Há 39 anos atrás, tinha eu 20 anos, o amanhecer do dia 25 de Abril foi inesperado e festivo. Mais cedo do que o costume, por volta das seis da manhã, acordaram a ala do primeiro piso com murros na porta e frases ritmadas: "Houve uma revolução!", "O regime caiu!" "Liguem os rádios"!
As Laudes que começavam impreterivelmente às sete e meia em ponto, nesse dia, foram mais breves que o habitual. Todos queriam chegar ao refeitório, o mais rapidamente possível, para saberem as novidades. Só o Frei X, homem tarimbado nas missões africanas é que se mostrava mais céptico e desconcertante: "Isto vai acabar mal. Lembrem-se, rapazes, do que eu vos digo: isto, esta revolução, ou lá o que é, só nos vai trazer problemas! Depois não digam que eu não vos avisei!"

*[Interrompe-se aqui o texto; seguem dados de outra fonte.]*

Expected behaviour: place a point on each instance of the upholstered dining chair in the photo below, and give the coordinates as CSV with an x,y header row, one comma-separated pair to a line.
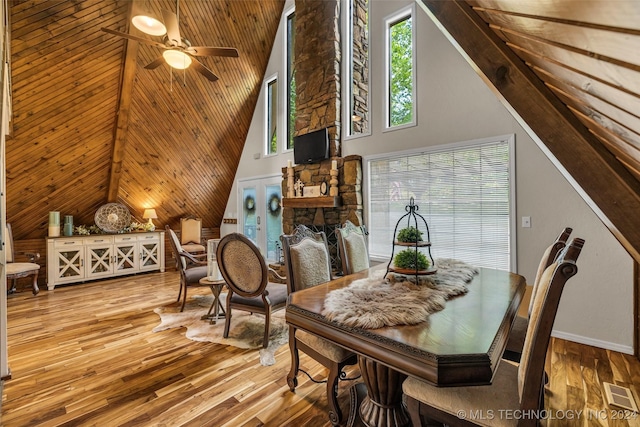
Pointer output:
x,y
352,247
247,276
515,342
191,269
307,261
191,236
514,387
16,270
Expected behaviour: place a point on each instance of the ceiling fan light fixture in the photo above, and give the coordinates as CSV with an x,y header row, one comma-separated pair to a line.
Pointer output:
x,y
177,59
149,25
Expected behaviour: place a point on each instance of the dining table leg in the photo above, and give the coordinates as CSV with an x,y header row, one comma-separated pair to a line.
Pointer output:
x,y
382,405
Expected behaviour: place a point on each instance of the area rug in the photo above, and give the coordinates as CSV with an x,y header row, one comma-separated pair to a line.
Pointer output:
x,y
376,302
247,330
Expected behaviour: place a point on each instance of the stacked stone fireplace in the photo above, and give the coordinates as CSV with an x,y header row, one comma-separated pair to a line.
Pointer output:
x,y
317,75
325,213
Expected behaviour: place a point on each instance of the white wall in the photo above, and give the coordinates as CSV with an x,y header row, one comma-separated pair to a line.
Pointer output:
x,y
454,105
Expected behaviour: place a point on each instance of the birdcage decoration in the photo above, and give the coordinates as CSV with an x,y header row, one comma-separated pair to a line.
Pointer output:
x,y
411,249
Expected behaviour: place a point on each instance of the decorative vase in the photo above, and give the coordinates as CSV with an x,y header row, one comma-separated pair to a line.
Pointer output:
x,y
54,224
68,225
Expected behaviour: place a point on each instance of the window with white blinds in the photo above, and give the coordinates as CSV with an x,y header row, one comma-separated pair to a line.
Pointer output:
x,y
464,191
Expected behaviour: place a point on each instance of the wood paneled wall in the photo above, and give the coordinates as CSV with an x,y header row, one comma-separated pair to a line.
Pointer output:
x,y
185,133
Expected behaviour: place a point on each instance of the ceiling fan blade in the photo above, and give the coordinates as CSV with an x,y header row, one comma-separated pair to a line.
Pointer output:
x,y
155,63
204,70
173,32
212,51
134,38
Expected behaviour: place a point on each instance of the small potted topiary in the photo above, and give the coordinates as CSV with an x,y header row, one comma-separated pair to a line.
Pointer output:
x,y
410,259
409,235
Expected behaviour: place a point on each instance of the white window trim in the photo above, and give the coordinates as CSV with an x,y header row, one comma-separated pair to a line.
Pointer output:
x,y
388,20
510,138
266,136
285,86
347,49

Ninguém queria saber do que o pobre do Frei X dizia. Havia no ar um não sei quê de mistério e de suspense mas ao mesmo tempo uma sensação de alívio e de grande esperança.
O doutor Montes, nosso irmão de hábito e secretário da Católica, sugeriu que ficássemos em casa a ouvir as notícias e a aguardar mais detalhes. Por isso, para comemorar a novidade do evento, decidimos fazer um jogo de futebol às dez, no campo do jardim do palácio, entre as duas alas do edifício mais recente: filósofos contra teólogos. O jogo foi disputadíssimo e terminou abruptamente, não pela entrada em jogo de algum pide fugido à turba em polvorosa, mas pela queda aparatosa, em lance de fino recorte técnico, do superior do convento, frei Mário Silva que alinhava pelos teólogos, e que fraturou um braço, tendo que ser assistido no Hospital. A chatice de tudo aquilo foi que, como era o músico da casa, teve de ficar uns tempos sem poder tocar e nos mostrar as últimas criações que vinha produzindo.

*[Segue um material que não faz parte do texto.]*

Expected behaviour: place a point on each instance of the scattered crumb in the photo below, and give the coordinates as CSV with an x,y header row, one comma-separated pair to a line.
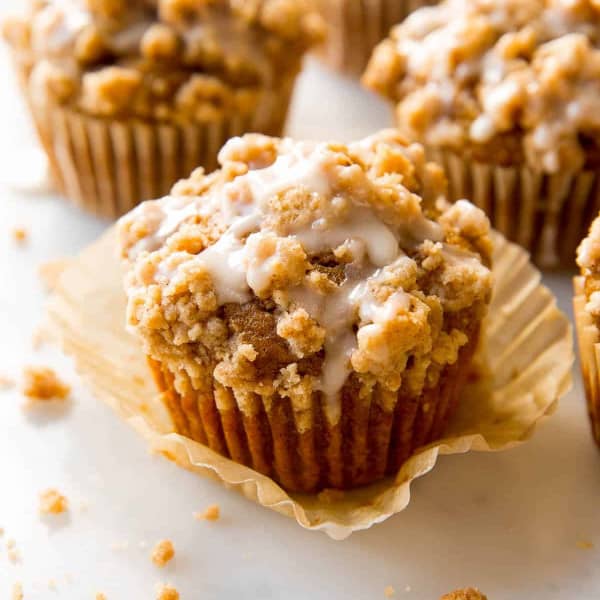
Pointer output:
x,y
42,383
163,553
166,592
17,592
6,382
466,594
52,502
212,513
19,234
329,496
50,272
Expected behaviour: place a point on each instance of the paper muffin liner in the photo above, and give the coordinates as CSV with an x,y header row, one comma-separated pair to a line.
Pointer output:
x,y
548,215
589,354
526,347
355,27
299,446
109,166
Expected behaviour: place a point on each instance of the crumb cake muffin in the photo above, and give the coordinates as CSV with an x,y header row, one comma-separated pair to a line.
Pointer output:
x,y
310,309
506,95
587,320
128,97
355,27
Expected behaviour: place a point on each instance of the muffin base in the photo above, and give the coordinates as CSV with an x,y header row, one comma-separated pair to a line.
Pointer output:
x,y
588,337
357,26
107,167
548,215
371,440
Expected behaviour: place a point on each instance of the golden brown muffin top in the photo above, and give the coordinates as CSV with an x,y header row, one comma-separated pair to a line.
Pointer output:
x,y
514,80
161,59
588,259
299,263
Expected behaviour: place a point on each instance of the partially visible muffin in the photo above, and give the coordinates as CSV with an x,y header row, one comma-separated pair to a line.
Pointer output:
x,y
587,320
310,309
506,94
355,27
128,97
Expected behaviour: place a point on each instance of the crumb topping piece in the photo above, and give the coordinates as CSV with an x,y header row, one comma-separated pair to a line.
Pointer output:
x,y
466,594
42,383
52,502
163,553
481,74
161,59
299,265
166,592
212,513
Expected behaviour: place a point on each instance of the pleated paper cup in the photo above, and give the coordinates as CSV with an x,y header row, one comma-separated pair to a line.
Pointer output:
x,y
589,352
355,27
107,166
548,215
526,353
298,445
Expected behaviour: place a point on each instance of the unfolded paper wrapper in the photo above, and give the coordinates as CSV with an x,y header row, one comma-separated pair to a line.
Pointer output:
x,y
525,362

Hoje, passados 39 anos, sinto alguma nostalgia desse tempo e recordo alegremente essa madrugada libertadora, mas com a convicção de que os políticos podiam ter feito muito mais pelo país e pelos portugueses, não fora a mesquinhez tacanha e a subserviência canina dos líderes de então aos ideais pseudo-revolucionários e fantasmagóricos do novo regime.